Journal of Product & Brand Management

ISSN: 1061-0421

Article publication date: 1 December 2003

406

Keywords

Citation

Goldsmith, R.E. (2003), "Conquering Consumerspace: Marketing Strategies for a Branded World", Journal of Product & Brand Management, Vol. 12 No. 7, pp. 492-495. https://doi.org/10.1108/10610420310506056

Publisher

:

Emerald Group Publishing Limited

Copyright © 2003, MCB UP Limited


What do product and brand managers need to know about today’s consumer environment? How have things changed in recent years? Which strategies are most likely to succeed with twenty‐first century consumers? These are some of the questions addressed by Michael Solomon in his new book. His answers comprise a wide‐ranging discussion of recent consumer trends and developments that have changed the marketing environment in many ways. His entertaining and informative book acts as a guide through the often confusing and intricate world of consumers, a world so different that it needs a new term to describe it: “consumerspace”.

So, what does the term refer to? Solomon’s thesis is that the familiar marketing perspective in which advertising and other promotions are directed toward passive consumers in hope of persuading them to buy brands has been fundamentally transformed in several interrelated ways. First, consumers increasingly buy brands not so much for what they do (their functionality) but for what they represent and say about their owners: “Today, we use products to define ourselves and others” (p. xi). Second, the role of the consumer has changed from that of a passive recipient of marketing and promotional messages to that of a participant in the process of developing marketing and branding strategies. In the new consumerspace, “firms partner with customers to develop brand personalities and create interactive fantasies.

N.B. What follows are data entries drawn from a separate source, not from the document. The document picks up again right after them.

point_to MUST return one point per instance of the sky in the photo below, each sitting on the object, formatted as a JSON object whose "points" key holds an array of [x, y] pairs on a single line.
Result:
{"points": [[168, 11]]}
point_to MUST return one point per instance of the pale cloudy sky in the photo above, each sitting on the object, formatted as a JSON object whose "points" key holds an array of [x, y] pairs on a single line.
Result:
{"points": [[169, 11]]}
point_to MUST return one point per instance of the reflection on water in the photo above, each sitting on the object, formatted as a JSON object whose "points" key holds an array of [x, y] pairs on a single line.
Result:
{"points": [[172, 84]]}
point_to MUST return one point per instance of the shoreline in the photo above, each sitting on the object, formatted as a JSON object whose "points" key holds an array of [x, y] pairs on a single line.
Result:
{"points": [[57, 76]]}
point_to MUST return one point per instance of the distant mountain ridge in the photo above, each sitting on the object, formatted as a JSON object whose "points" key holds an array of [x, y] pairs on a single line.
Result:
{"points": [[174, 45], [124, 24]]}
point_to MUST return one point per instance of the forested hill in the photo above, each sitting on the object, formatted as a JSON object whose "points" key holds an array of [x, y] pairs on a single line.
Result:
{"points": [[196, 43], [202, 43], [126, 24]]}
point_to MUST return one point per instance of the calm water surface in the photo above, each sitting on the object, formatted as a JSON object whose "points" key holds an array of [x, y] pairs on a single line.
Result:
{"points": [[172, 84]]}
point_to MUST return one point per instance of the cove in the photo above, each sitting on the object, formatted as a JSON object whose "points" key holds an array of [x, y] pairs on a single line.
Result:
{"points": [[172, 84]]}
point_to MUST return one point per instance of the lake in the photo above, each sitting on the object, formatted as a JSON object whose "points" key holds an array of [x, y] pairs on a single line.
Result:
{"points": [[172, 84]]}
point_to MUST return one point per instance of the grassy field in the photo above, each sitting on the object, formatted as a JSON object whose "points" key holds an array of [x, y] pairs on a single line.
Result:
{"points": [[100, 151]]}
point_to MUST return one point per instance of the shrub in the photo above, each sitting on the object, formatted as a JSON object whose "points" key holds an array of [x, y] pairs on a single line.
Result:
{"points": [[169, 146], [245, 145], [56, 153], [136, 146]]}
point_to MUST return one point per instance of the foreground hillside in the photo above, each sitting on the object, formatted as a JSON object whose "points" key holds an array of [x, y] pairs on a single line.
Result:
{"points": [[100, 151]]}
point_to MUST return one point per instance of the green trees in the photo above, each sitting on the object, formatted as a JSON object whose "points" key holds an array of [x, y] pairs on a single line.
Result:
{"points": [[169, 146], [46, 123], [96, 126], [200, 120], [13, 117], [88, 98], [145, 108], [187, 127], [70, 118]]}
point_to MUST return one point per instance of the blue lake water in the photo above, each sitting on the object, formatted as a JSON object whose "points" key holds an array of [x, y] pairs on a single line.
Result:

The winners understand that we buy products because of what they mean, rather than what they do” (p. xi). Third, the relationship between marketing and consumers has changed so that strategies go beyond linking brands to affective images (the Marlboro Man, Nike); today, brands have become the “preeminent symbols of contemporary consumer culture” (p. 33). Moreover, consumers participate with marketers in creating hyperreality, where brands go beyond representing underlying references and merge with them, so that “the true relationship between the symbol and reality is no longer possible to discern. The symbol becomes the reality …” (p. 30).

In this new consumerspace, brands, symbols, and products are created from existing images that have nothing to do originally with products (e.g. a book of Aunt Bee’s favorite recipes from The Andy Griffith Show and Heidiland, a region in Switzerland created to celebrate the fictional heroine and attract tourists). Brands are becoming embedded in rituals and myths that serve purposes beyond their functional uses. Advertising and other promotional messages have become ubiquitous and are increasingly woven into the fabric of everyday life. The worlds of fiction and non‐fiction are gradually merging. Brands are becoming, in this argument, a principal way of defining self, representing or symbolizing self, and giving meaning to life.

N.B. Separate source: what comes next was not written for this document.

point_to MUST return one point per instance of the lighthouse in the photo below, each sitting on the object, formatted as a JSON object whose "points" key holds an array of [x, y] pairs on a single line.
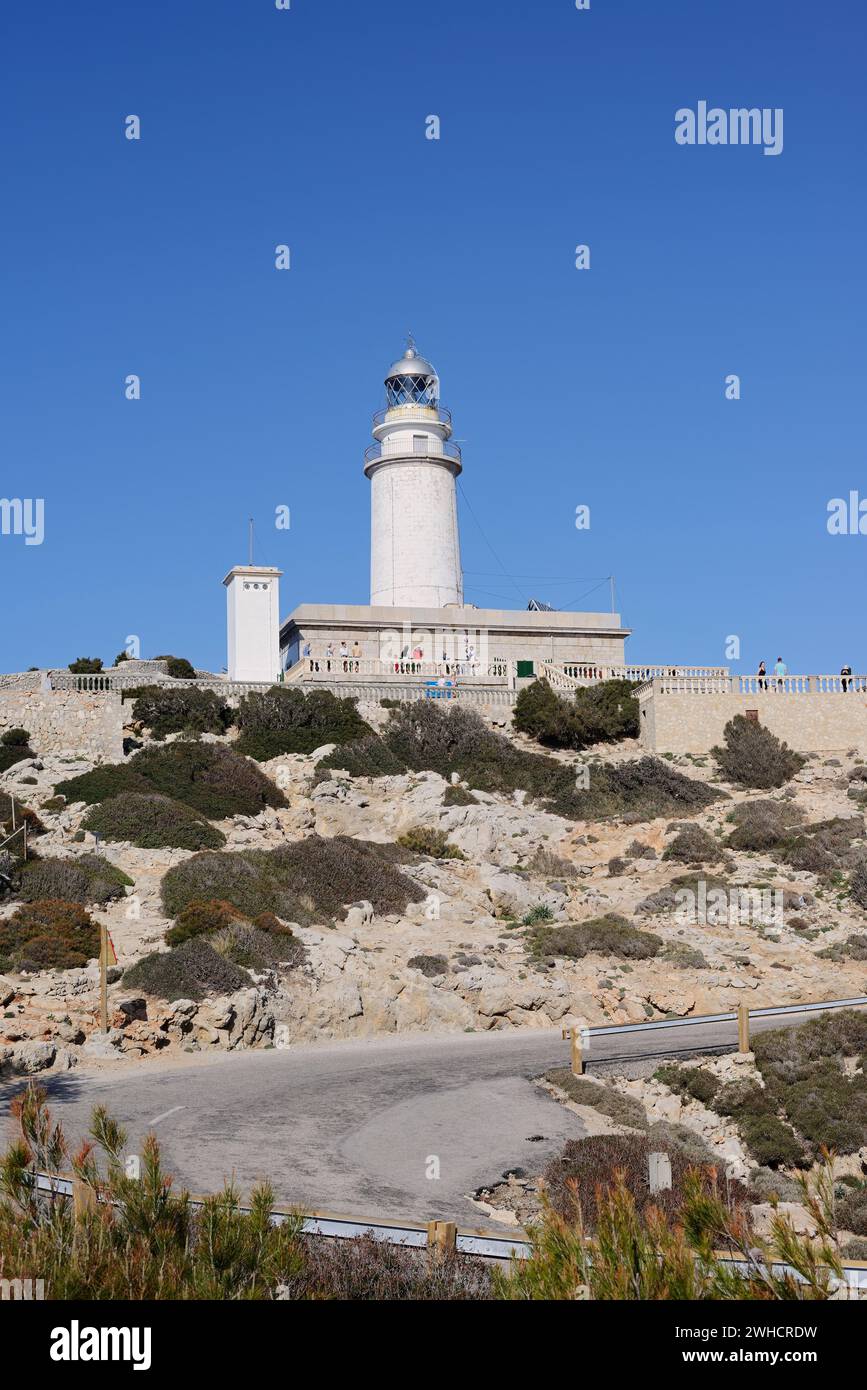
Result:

Consumerspace can be described as “an advertising vehicle built around reality. Our allegiances to sneakers, musicians, or even soft drinks help us to define our place in modern society. These choices also help each of us to form ties with others who share similar preferences” (p. 39). Building on Belk’s theory of the extended self, Solomon presents a comprehensive argument that brands are important not just because they are part of who we are, but also because they help us play our societal roles and ally with others in brand and product defined social groups. He places particular emphasis on youth markets and stresses the transnational nature of this phenomenon.

Subsequent chapters elaborate these themes, discussing how consumers are increasingly participating with marketers in developing hyperreality, going beyond simple consumer relationship management to becoming codesigners of products. The spreading practice of personalizing marketing strategies (one‐to‐one marketing) is interwoven into this discussion. Research examples that show how marketers have implemented these strategies enhance the value of this book. A great deal of emphasis is also given to the Internet and its role in consumerspace. These sections are particularly informative; they illustrate how ingenious marketers can use the new technologies to create competitive advantage.

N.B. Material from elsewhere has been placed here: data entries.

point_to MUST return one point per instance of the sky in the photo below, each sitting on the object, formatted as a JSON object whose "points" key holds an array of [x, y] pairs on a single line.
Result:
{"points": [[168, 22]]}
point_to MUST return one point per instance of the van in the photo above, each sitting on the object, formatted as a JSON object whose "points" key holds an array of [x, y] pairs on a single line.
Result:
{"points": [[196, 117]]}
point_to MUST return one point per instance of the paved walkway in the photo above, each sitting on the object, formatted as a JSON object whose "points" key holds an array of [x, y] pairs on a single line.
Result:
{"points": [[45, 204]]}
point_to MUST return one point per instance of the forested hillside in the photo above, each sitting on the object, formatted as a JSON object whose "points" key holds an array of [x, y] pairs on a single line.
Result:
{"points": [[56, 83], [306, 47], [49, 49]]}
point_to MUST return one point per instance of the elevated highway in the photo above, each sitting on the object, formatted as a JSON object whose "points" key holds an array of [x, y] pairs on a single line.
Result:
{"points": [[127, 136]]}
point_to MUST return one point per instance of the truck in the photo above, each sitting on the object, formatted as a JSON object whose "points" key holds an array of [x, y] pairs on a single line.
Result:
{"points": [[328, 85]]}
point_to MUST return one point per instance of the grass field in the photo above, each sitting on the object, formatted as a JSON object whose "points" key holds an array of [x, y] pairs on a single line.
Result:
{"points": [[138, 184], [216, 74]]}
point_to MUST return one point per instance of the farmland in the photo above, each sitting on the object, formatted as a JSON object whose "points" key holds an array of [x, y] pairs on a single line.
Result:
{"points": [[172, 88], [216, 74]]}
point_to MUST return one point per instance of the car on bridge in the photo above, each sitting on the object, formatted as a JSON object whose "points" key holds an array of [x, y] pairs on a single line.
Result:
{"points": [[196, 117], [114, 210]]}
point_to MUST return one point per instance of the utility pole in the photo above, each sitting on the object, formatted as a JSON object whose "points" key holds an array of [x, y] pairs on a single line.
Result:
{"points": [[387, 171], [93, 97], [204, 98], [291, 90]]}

Chapters are devoted to the Disneyfication of reality or the creation of shopping venues that incorporate many of the reality altering aspects of Disney World, and to consumers’ shopping behavior and experiences in these new environments, both on and off‐line. The book concludes with a discussion of the downside of consumerspace. These are issues of consumer backlash and anti‐business terrorism, anticonsumption, privacy issues, and stresses caused by too many choices and an inability to escape from the marketing created world of consumerspace.

Conquering Consumerspace is written in a readable, journalist style, befitting the intent to present these issues to a wide audience of both managers and general readers. It contains a good index and references. It could be used in either undergraduate classes in policy or business issues, ethics, or advertising. MBA classes in marketing strategy or branding will find a host of compelling ideas not available in the usual textbooks. Overall, Solomon has done his readers a favor by compiling and synthesizing a large body of disparate information into a thought‐provoking book.